数奇なもんである。人の出会いとはこんなにも想定外のことにあふれているのかとつくづく思う。また、仕事もそうだ。私が散々やられてきた“にっくき週刊誌!”で、このようなページが刷られ、自身で文章を書き、原稿料(いくらか聞いていないが太っ腹であってほしい、チラッ)を頂く日が訪れるとは夢にも思わなかった。数々の写真付きで。
それもこれも、週刊女性のカメラマン“ナベちゃん”との出会いからである。その男も、その出会いも、不思議である。この記事を読まれる読者の皆さまの少しのお時間を頂戴し、この謎の男・ナベちゃんとの今までを語らせていただきたい。
「あぁ、ついに来たか」と
さかのぼること約1年半前、その日は山中で私の車がエンコし、地元の女性猟師・Kさんが猟友会支部まで私を送迎するために車を出してくれた。

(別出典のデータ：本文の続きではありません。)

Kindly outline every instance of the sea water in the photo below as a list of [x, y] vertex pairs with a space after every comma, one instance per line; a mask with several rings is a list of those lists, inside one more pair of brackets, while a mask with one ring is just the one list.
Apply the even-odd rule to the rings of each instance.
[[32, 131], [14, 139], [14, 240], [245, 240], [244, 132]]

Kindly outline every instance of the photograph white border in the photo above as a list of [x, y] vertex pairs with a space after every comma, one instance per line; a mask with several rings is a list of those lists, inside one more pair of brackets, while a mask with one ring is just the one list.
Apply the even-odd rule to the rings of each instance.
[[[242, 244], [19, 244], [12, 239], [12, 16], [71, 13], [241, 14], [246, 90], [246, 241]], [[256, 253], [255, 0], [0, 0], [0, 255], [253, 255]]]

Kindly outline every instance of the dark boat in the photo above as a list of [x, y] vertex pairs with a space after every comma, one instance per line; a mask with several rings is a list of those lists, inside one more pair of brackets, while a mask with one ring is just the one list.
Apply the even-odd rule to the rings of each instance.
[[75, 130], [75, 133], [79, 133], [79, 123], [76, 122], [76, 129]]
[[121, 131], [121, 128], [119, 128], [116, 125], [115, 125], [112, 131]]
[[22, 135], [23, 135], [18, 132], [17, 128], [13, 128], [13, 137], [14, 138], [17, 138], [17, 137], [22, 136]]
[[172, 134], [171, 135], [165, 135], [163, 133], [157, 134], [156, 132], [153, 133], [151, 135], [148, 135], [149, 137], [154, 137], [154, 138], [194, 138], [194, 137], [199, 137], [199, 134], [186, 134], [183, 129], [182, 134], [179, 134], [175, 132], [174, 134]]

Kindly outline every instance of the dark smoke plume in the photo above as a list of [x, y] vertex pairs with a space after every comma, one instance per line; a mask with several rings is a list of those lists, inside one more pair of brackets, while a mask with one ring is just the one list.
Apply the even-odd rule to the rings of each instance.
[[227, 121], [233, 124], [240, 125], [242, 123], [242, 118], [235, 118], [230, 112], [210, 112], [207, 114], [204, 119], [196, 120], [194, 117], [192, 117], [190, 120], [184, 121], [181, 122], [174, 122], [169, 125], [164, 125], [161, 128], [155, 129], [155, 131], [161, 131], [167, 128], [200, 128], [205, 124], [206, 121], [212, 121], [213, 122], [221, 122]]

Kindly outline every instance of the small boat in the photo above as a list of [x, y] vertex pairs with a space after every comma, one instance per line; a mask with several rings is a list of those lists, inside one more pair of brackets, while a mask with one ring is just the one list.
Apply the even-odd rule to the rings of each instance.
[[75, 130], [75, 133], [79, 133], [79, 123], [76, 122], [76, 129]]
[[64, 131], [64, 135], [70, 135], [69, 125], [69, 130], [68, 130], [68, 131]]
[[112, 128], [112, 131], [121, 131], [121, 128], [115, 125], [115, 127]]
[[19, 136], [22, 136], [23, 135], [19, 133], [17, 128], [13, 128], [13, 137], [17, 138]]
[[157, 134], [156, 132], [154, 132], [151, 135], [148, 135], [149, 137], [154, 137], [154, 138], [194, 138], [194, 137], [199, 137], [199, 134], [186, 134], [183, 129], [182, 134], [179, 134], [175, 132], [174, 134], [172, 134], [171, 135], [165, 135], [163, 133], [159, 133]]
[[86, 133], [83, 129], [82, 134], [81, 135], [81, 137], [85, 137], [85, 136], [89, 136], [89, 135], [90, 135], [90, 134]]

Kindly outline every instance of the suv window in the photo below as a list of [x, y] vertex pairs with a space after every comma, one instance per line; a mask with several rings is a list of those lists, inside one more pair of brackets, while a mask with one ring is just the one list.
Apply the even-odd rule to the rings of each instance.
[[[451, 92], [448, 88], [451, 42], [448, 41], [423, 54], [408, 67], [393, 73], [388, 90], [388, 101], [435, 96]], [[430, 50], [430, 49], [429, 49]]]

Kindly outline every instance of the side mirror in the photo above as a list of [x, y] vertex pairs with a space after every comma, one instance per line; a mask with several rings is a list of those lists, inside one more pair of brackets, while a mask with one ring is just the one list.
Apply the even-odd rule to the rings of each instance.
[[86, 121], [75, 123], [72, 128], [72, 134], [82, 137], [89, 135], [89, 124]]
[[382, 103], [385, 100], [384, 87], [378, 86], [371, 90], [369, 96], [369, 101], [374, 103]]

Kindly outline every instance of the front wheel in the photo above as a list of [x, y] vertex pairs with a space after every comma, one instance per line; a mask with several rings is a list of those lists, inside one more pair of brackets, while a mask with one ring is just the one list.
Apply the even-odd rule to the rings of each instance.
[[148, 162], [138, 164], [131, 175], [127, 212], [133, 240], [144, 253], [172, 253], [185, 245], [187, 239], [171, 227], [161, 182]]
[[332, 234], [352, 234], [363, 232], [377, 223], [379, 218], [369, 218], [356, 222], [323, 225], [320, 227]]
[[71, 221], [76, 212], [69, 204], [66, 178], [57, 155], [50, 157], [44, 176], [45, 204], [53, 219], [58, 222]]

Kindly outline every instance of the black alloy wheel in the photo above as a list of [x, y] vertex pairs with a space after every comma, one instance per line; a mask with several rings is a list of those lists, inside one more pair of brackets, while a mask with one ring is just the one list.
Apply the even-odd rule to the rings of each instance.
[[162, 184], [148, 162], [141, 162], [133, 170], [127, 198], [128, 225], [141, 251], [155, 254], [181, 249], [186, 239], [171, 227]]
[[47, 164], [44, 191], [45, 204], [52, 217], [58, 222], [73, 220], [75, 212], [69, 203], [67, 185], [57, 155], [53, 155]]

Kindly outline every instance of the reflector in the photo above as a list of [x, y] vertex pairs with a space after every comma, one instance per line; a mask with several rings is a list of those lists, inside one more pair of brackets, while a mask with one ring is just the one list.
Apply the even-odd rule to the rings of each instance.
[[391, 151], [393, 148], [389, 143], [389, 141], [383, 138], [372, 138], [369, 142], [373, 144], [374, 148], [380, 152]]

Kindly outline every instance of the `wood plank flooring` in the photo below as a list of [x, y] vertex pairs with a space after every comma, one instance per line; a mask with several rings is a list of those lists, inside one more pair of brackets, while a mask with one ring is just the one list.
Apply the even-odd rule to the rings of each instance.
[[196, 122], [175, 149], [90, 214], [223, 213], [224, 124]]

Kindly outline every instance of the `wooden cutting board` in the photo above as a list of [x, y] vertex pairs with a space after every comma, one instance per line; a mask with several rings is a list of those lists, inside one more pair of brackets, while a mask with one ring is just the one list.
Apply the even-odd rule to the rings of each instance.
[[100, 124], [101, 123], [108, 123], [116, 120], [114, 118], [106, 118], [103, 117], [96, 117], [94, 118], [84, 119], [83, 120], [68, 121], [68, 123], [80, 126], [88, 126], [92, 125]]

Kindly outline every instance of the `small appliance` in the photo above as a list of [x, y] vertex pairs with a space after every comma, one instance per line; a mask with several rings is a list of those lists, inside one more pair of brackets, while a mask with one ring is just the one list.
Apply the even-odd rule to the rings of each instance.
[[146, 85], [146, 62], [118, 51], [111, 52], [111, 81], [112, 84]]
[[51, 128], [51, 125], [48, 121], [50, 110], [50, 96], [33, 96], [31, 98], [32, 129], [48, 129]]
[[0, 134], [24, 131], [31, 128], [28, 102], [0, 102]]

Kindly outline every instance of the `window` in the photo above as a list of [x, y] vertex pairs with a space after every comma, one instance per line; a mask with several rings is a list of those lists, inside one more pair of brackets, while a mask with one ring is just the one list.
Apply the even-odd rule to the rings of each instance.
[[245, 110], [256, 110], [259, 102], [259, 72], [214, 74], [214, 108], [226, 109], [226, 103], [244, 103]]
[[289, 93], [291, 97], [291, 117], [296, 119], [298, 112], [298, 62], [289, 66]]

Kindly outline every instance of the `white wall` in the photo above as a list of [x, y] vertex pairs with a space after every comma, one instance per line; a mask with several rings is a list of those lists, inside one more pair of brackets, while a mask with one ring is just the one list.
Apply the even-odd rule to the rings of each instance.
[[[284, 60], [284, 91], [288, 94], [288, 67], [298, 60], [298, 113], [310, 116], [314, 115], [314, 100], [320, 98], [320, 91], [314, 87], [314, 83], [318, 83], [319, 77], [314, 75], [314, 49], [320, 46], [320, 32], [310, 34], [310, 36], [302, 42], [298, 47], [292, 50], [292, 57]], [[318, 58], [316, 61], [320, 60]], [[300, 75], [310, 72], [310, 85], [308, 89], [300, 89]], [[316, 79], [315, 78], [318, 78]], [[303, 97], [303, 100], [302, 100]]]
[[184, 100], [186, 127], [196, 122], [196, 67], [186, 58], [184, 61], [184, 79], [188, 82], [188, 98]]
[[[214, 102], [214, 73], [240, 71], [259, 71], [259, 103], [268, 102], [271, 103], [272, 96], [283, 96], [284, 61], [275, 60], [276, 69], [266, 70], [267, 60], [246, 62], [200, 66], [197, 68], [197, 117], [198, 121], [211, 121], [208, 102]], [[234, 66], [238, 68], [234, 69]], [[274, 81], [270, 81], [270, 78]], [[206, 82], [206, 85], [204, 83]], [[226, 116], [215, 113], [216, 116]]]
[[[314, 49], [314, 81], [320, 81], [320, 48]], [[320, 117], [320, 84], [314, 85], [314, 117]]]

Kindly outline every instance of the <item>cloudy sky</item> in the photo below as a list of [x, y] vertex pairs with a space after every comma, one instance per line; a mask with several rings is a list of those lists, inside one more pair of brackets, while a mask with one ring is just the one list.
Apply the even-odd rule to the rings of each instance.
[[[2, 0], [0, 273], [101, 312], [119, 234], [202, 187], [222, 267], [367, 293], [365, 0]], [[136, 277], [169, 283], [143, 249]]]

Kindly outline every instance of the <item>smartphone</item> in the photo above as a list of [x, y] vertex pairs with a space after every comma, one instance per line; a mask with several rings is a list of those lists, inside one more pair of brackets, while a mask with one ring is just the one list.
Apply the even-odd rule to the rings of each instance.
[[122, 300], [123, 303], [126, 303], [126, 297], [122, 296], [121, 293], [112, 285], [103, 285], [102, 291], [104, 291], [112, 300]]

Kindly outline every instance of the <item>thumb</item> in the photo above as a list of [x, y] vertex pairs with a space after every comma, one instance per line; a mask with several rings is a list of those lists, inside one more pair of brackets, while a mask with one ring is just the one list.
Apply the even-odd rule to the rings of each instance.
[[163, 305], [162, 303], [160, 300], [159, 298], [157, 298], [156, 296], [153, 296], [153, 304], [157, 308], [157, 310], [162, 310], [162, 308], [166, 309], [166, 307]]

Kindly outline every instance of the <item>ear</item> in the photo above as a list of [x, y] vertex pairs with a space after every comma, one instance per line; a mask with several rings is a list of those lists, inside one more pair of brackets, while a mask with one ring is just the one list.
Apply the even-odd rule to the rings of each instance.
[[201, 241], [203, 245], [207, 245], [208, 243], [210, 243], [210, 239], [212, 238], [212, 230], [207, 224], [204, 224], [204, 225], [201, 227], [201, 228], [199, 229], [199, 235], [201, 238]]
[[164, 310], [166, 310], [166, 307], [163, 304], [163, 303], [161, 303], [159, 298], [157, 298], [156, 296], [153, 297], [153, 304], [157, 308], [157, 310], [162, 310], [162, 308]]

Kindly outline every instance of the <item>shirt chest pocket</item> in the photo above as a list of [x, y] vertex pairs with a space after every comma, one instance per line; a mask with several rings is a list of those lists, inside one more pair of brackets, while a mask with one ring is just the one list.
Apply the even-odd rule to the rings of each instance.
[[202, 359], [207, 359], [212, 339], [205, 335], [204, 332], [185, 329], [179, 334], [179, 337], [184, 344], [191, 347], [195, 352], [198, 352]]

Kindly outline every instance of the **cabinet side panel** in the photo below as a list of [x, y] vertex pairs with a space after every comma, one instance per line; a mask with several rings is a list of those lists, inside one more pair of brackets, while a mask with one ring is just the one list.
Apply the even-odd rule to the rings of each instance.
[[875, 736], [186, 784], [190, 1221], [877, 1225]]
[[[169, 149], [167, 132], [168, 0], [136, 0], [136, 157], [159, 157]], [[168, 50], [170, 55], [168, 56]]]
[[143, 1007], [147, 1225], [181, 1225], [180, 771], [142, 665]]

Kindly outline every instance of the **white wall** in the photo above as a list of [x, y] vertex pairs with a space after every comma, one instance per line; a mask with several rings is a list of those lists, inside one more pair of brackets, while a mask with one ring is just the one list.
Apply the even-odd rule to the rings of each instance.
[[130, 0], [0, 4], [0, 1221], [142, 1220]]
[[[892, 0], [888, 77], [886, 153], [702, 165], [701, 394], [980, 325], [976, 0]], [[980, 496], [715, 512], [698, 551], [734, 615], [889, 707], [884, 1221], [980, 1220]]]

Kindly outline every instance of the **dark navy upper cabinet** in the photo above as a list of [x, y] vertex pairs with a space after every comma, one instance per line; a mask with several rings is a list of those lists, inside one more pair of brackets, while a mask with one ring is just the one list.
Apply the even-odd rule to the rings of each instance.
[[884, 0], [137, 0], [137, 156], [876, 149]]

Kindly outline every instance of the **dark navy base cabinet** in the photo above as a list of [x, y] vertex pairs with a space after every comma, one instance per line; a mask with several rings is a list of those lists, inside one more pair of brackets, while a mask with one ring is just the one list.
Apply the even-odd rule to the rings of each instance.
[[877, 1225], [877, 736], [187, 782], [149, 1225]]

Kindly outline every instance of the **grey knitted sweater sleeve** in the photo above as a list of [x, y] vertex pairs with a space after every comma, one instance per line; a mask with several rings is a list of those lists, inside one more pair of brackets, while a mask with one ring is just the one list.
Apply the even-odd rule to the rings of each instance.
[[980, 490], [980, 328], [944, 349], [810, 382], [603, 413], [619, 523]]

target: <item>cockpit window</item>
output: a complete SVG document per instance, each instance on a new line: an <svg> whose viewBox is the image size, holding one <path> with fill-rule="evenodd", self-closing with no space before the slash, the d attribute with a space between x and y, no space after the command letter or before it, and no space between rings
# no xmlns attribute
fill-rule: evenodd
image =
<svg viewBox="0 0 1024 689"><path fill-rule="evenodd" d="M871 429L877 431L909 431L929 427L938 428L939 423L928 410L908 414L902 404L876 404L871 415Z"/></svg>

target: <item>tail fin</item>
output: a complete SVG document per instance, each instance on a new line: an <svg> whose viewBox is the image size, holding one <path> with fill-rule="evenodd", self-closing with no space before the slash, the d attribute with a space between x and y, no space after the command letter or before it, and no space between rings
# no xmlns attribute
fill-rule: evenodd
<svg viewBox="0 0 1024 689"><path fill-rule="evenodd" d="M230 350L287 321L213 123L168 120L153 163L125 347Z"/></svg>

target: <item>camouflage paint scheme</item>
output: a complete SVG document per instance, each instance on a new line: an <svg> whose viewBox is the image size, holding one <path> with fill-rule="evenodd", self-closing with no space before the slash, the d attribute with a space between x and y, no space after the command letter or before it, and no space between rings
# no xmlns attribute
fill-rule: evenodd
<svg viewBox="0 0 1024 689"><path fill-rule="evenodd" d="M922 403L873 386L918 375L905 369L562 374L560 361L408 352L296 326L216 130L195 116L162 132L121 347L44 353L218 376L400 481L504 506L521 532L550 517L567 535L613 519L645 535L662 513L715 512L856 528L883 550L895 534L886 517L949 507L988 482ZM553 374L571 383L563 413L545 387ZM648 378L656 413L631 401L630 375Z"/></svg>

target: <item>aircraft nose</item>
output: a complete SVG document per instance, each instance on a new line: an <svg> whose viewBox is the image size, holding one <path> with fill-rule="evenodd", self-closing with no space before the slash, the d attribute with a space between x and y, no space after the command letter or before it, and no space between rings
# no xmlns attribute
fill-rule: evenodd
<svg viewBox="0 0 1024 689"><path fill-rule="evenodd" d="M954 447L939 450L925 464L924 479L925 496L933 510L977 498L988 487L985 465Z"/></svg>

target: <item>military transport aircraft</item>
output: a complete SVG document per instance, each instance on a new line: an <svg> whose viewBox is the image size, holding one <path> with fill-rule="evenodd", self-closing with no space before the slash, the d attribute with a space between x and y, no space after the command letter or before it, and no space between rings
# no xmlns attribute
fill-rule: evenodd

自宅に帰り着くと、私の帰りを待っていた土地のオッチャンから「でっくん、こっちでお茶飲もうよ〜! Kちゃんも〜!」と声がかかった。
柔らかく麗らかな春の日差しに包まれた午前中。家の前には川が流れ、せせらぎを聞きながらノビをする。見上げた木々の緑は萌黄色の新緑を過ぎ、強く握りしめれば水が滴るのではないかと思うほどに生き生きとした水気を含んでいる。あと1週間もすれば、山は青々とした夏色になるだろう。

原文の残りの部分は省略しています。